日本も18日に閣議決定した成長戦略で、先端半導体技術の開発や工場立地の推進方針を打ち出した。経産省は4日、外国企業との合弁も活用しながら事業基盤を固めると同時に、サプライチェーン(供給網)でも世界に貢献できる体制構築を目指すと発表。特例扱いの措置を講じる制度も検討する。

経産省、半導体・デジタル産業基盤強化へ国家戦略-特例措置も検討

東氏は半導体はもはやデジタル産業の一環にとどまらず、自動車、農業、医療など多くの分野で必要となる「生活のコメ」だと指摘。自動車向けを中心に半導体不足問題が浮上し、地政学リスクや脱炭素化社会実現などの課題もある中、半導体投資を加速しないと「産業が非常に弱くなるという危機感がある」と語った。

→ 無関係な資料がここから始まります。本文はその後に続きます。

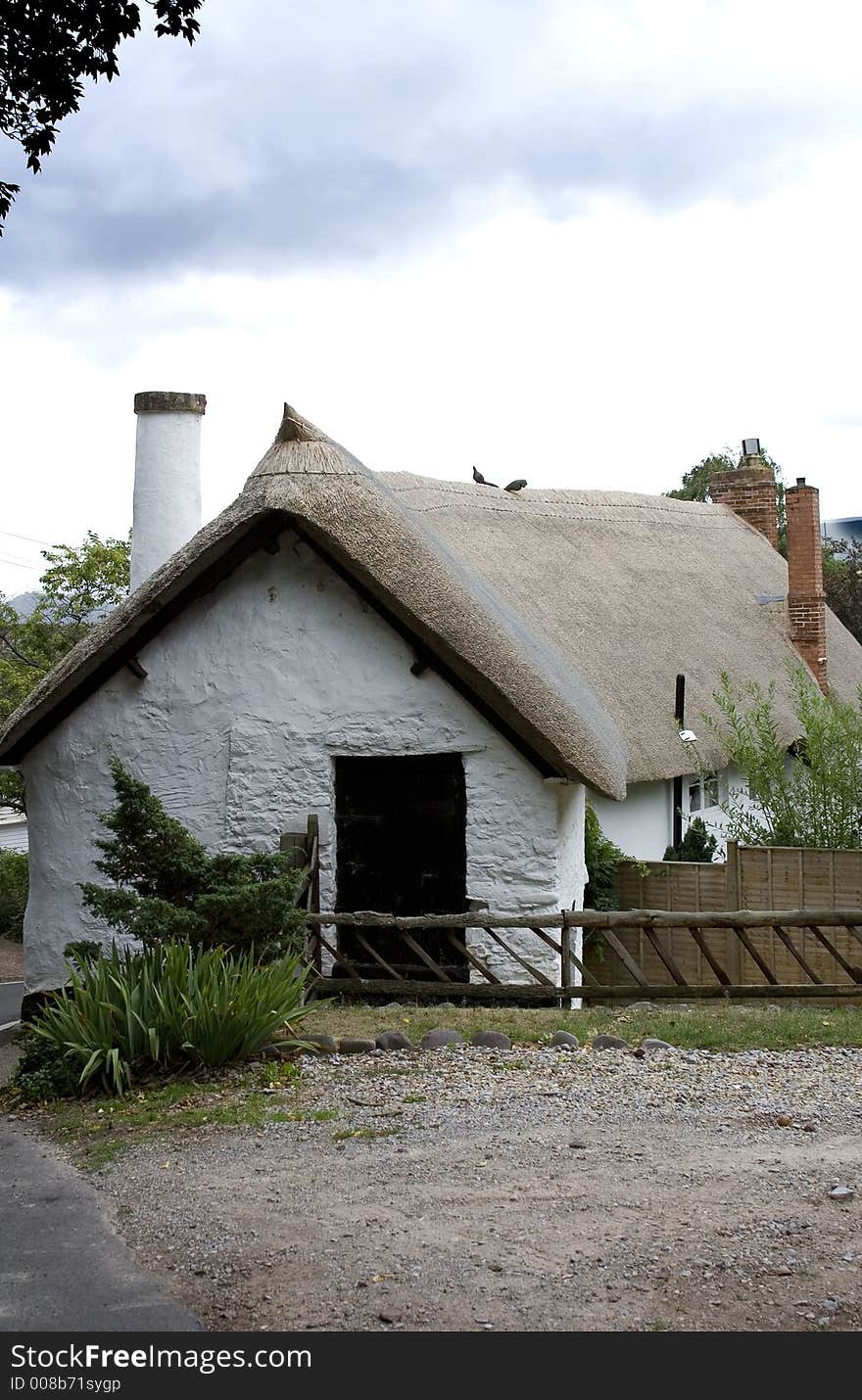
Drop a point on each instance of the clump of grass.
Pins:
(97, 1130)
(129, 1014)
(709, 1026)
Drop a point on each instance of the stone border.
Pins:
(442, 1038)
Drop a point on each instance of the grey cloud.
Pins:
(269, 146)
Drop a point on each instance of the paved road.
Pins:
(10, 1000)
(62, 1267)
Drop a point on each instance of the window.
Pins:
(702, 793)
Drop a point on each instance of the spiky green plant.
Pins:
(168, 1005)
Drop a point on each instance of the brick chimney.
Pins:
(750, 490)
(806, 599)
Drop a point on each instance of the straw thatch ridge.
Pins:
(634, 589)
(565, 615)
(350, 513)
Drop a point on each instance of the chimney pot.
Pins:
(163, 400)
(806, 598)
(750, 491)
(167, 478)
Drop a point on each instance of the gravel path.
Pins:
(520, 1190)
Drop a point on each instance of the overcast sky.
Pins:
(581, 243)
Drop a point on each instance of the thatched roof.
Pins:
(635, 589)
(563, 615)
(461, 626)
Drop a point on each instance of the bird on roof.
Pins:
(480, 479)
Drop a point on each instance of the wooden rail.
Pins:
(506, 969)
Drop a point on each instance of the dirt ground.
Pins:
(12, 960)
(519, 1193)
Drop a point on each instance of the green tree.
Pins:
(166, 884)
(75, 584)
(809, 794)
(842, 583)
(698, 478)
(46, 51)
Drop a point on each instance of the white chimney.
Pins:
(167, 478)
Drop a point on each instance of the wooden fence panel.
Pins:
(768, 878)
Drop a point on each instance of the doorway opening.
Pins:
(401, 849)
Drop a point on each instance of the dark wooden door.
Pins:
(401, 849)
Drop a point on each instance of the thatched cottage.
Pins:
(441, 671)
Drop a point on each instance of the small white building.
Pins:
(439, 671)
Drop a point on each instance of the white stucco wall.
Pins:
(13, 830)
(643, 824)
(250, 696)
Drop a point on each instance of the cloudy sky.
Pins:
(581, 243)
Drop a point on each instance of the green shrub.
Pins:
(169, 1005)
(601, 856)
(698, 845)
(13, 894)
(42, 1070)
(167, 885)
(809, 794)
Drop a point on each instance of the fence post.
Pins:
(732, 901)
(565, 954)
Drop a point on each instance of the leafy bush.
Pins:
(42, 1070)
(13, 894)
(698, 845)
(601, 856)
(130, 1012)
(168, 886)
(806, 795)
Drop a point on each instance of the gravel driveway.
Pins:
(520, 1190)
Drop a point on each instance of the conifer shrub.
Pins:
(13, 894)
(167, 885)
(696, 845)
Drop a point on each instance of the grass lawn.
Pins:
(714, 1026)
(94, 1130)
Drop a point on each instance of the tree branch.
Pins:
(19, 654)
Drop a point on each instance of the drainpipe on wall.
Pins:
(167, 478)
(806, 598)
(677, 783)
(750, 490)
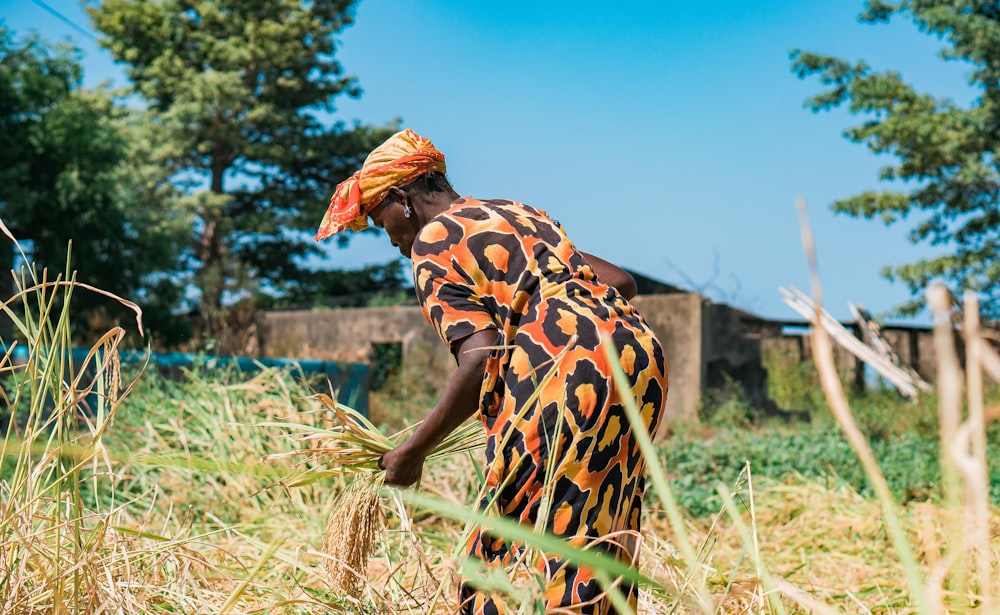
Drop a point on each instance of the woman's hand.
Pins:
(459, 401)
(403, 466)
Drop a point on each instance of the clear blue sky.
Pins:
(669, 137)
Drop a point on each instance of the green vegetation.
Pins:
(944, 181)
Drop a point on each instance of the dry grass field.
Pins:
(130, 493)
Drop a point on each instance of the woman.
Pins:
(524, 313)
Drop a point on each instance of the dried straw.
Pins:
(352, 529)
(352, 448)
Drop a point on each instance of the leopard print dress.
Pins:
(549, 403)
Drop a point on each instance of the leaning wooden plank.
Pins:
(873, 337)
(804, 305)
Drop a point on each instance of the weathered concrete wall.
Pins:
(347, 334)
(731, 354)
(677, 320)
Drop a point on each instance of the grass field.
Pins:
(131, 493)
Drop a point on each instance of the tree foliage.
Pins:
(240, 94)
(946, 175)
(69, 171)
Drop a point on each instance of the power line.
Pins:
(65, 20)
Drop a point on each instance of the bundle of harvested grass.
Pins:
(352, 528)
(351, 448)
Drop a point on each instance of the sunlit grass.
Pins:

東氏は東京エレクトロンで社長、会長を歴任したほか、国際半導体製造装置材料協会(SEMI)会長も務めた。40年以上半導体業界に携わった中で、今回の国の危機感は1976年に当時の通産省が主導した「超LSI技術研究組合」の時と似ていると話した。

「当時はコンピューターを国の中に産業として入れていかないと国際競争に負けると緊迫した中で、基幹的な産業として半導体が位置付けられ、国を挙げた強化に動いた」と振り返る。その後、1980年代は日本半導体の全盛期となった。「国家としての重要性という観点から考えると、今はその時に非常に似ている」と言う。